Natalia Ginzburg (1916-1991) fue una novelista de finísima sensibilidad y de muchas capacidades. Una página suya es arte mayor, con toques de jovialidad, de fatalismo y de socarronería. Una sola página basta para descubrir su tono, siempre irónico, enérgico, femenino. Demasiados adjetivos, ya lo sé, pero cada una de esas palabras quiere captar una obra que no nos ha abandonado. Ni en vida ni después de su traspaso, la escritora permanece instalada en el pasado. Lo pretérito regresa. Regresa al presente de sus novelas, de sus relatos y de sus ensayos no como dato inerte, sino como fluido vital.
Creo haber leído sus obras mayores, entre las que destacan Léxico familiar (1963) o Querido Miguel (1973). Pero siempre prefiero una página, unos breves párrafos, incluso relatos cortísimos que en los que Natalia Ginzburg arroja luz. Entre esos escritos hay un apunte suyo que titula Mi psicoanálisis. Desde que lo leí por primera vez me deslumbró y siempre que puedo lo cito. Mi psicoanálisis es un ensayo bajo la forma de relato terapéutico. Lo publica en 1969. Como casi todos los suyos, es análisis y autoanálisis: atención y compasión. E ironía, una sutil lección.
Es en Roma, en la posguerra, cuando acude puntualmente a la consulta de un terapeuta, el Dr. B. “El doctor B. era un anciano alto, coronado de rizos plateados un pequeño bigote gris, hombros altos y un poco estrechos. Llevaba siempre camisas inmaculadas, con el cuello abierto. Tenía una sonrisa irónica, y acento alemán”.
Natalia Ginzburg padece malestar y siente en falta. Le salen las cosas bien: en los años cincuenta es ya una escritora de mucha determinación, pero se siente culpable. El pasado la acecha y en el presente se ve acosada por fantasmas arrogantes, por colegas envidiosos y por varones miserables.
¿Para qué acude Natalia a su psicoanalista? Pues eso: para observarse y relatarse, para aliviarse, para sacudirse la mezquindad, para averiguar su fondo, el fondo oscuro del alma, que decía Robert Musil. Y para sopesar a los demás con realismo, dureza o compasión (según toque). Para no volcar demasiadas expectativas, para no agredir o agredirse gratuitamente. Pero también para no humillar la cerviz, la propia cerviz. El diálogo y no sólo la terapia ayudan a mejorar ese estado. Si hablas con tus peores fantasmas, si sabes quiénes son, conseguirás enfrentarlos.

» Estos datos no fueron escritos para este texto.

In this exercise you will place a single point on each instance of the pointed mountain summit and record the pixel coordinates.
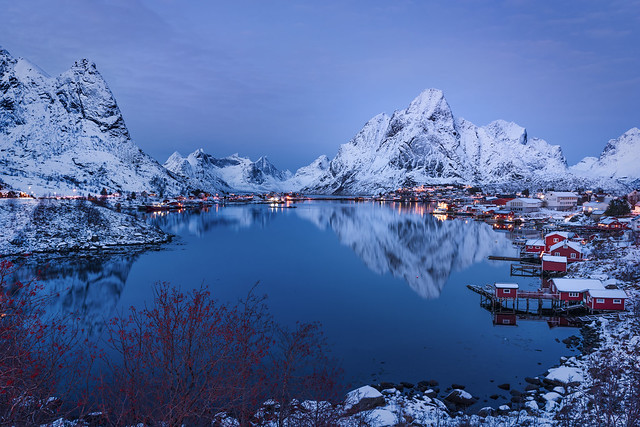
(426, 144)
(67, 133)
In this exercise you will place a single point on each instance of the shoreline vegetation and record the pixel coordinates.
(599, 387)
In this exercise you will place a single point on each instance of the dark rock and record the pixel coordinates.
(460, 398)
(486, 412)
(534, 381)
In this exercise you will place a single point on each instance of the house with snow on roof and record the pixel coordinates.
(554, 237)
(566, 248)
(605, 299)
(524, 205)
(574, 290)
(561, 200)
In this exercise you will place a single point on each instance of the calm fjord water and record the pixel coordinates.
(387, 282)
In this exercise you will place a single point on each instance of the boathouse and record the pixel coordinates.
(574, 290)
(555, 237)
(606, 299)
(552, 263)
(566, 248)
(534, 246)
(506, 290)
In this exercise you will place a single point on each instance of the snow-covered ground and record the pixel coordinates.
(50, 225)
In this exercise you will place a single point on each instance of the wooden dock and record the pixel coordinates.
(526, 270)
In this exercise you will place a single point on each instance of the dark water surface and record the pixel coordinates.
(388, 283)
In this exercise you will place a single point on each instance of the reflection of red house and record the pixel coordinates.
(555, 237)
(573, 290)
(606, 299)
(506, 290)
(534, 246)
(554, 263)
(571, 250)
(505, 319)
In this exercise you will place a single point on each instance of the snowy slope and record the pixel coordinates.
(233, 173)
(425, 143)
(63, 133)
(619, 161)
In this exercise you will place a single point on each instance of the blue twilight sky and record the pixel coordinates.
(295, 79)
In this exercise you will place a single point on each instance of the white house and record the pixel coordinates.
(524, 205)
(561, 200)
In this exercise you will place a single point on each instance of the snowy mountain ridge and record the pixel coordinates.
(67, 133)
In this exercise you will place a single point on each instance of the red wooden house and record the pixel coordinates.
(610, 223)
(573, 290)
(555, 237)
(534, 246)
(606, 299)
(506, 290)
(552, 263)
(566, 248)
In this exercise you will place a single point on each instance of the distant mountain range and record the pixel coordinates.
(66, 133)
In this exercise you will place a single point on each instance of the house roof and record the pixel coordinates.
(507, 285)
(577, 285)
(573, 245)
(607, 293)
(564, 234)
(553, 258)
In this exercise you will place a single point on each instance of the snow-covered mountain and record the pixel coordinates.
(426, 144)
(63, 133)
(619, 161)
(233, 173)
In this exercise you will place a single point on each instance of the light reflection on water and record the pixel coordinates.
(387, 281)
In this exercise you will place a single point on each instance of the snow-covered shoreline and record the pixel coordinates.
(61, 226)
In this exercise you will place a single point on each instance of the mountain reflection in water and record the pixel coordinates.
(404, 240)
(88, 286)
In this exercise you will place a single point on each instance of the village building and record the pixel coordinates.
(554, 237)
(534, 246)
(589, 208)
(506, 290)
(566, 248)
(561, 200)
(574, 290)
(552, 264)
(606, 299)
(524, 205)
(612, 223)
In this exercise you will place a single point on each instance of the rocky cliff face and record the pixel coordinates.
(233, 173)
(425, 144)
(63, 133)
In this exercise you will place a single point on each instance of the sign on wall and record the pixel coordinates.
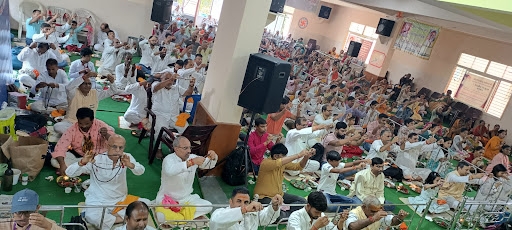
(474, 90)
(304, 5)
(417, 38)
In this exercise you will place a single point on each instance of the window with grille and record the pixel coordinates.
(476, 79)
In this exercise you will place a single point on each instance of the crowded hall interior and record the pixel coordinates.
(255, 114)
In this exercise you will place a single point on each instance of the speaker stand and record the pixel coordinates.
(247, 156)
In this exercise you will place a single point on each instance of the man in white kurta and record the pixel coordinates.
(126, 74)
(299, 138)
(148, 48)
(108, 181)
(408, 157)
(102, 35)
(80, 94)
(381, 148)
(108, 58)
(135, 112)
(312, 216)
(244, 214)
(35, 59)
(178, 172)
(82, 66)
(167, 103)
(51, 85)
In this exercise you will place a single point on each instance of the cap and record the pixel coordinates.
(25, 200)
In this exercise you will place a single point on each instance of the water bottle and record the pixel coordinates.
(7, 183)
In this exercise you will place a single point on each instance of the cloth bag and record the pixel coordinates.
(27, 154)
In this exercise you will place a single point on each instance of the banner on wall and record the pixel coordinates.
(5, 50)
(474, 90)
(304, 5)
(417, 38)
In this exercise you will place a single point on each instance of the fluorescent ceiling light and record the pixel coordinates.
(499, 5)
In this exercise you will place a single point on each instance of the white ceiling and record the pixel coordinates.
(437, 13)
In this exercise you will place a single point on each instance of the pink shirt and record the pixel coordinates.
(330, 137)
(500, 158)
(257, 147)
(74, 138)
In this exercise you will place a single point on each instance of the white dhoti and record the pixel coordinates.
(192, 199)
(39, 106)
(61, 127)
(311, 166)
(134, 117)
(169, 122)
(69, 159)
(98, 47)
(27, 80)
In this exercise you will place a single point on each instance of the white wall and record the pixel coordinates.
(127, 17)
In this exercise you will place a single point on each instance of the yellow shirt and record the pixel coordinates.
(492, 148)
(366, 184)
(270, 177)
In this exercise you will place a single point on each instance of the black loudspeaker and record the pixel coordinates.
(385, 27)
(162, 11)
(277, 6)
(264, 83)
(353, 49)
(325, 12)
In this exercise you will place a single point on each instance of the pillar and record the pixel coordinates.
(239, 34)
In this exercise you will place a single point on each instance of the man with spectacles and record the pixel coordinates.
(25, 216)
(108, 181)
(178, 172)
(81, 93)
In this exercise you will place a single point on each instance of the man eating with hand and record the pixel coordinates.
(108, 181)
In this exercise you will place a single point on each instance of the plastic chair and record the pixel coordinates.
(196, 99)
(7, 121)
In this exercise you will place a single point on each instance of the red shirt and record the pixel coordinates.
(257, 146)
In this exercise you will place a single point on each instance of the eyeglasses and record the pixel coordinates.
(184, 148)
(116, 147)
(23, 213)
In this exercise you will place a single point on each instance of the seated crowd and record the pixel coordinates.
(335, 114)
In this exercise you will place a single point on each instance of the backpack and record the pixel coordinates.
(77, 220)
(234, 168)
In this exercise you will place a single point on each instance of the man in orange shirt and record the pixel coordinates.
(275, 121)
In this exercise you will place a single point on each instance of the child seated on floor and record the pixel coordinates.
(430, 189)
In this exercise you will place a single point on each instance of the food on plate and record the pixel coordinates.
(402, 189)
(65, 181)
(441, 202)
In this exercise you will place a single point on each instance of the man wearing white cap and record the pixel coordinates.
(25, 205)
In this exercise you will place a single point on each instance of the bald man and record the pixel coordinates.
(108, 181)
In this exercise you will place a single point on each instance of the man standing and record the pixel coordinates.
(270, 179)
(371, 216)
(275, 121)
(24, 210)
(178, 172)
(34, 61)
(137, 217)
(52, 86)
(87, 134)
(259, 142)
(108, 181)
(312, 216)
(297, 140)
(168, 93)
(370, 182)
(244, 214)
(102, 36)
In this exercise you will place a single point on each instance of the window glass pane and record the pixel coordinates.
(496, 69)
(500, 99)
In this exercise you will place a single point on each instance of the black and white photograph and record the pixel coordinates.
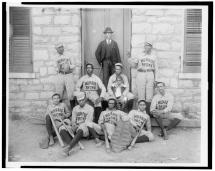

La persona no tiene otra manera de quererse si no es administrándose humor, socarronería, admitiendo su mortalidad. Cuando hablas, cuando dialogas, entonces debates y expones ante quien te escucha y también ante tus propios espectros. Y enfrentas las habladurías que de ti dicen, las especies que los malintencionados hacen circular. Puede ser muy terapéutico, pues. Puede ser, sí, una saludable exposición. Corren bulos, se dicen cosas probablemente inciertas, se pierden energías que deben ser aprovechables cooperativamente, admite.
El autoanálisis nunca acaba, pero el diálogo sí. Un día, la escritora dejará de ir a su psicoanalista. Abruptamente. Marcha a Turín, incluso contra la opinión del terapeuta.
Nunca lo olvidará. Como tampoco abandonará su propio examen. La persona que consuma la terapia sale vigorosa. Pero sale a medias. Comprueba qué triste e inevitablemente humano es incurrir en los mismos vicios, en las mismas repeticiones. Llega un punto en que el placer que te procuran tus pequeños logros no te satisfacen y es entonces, otra vez, cuando la decepción se sobrelleva, añade.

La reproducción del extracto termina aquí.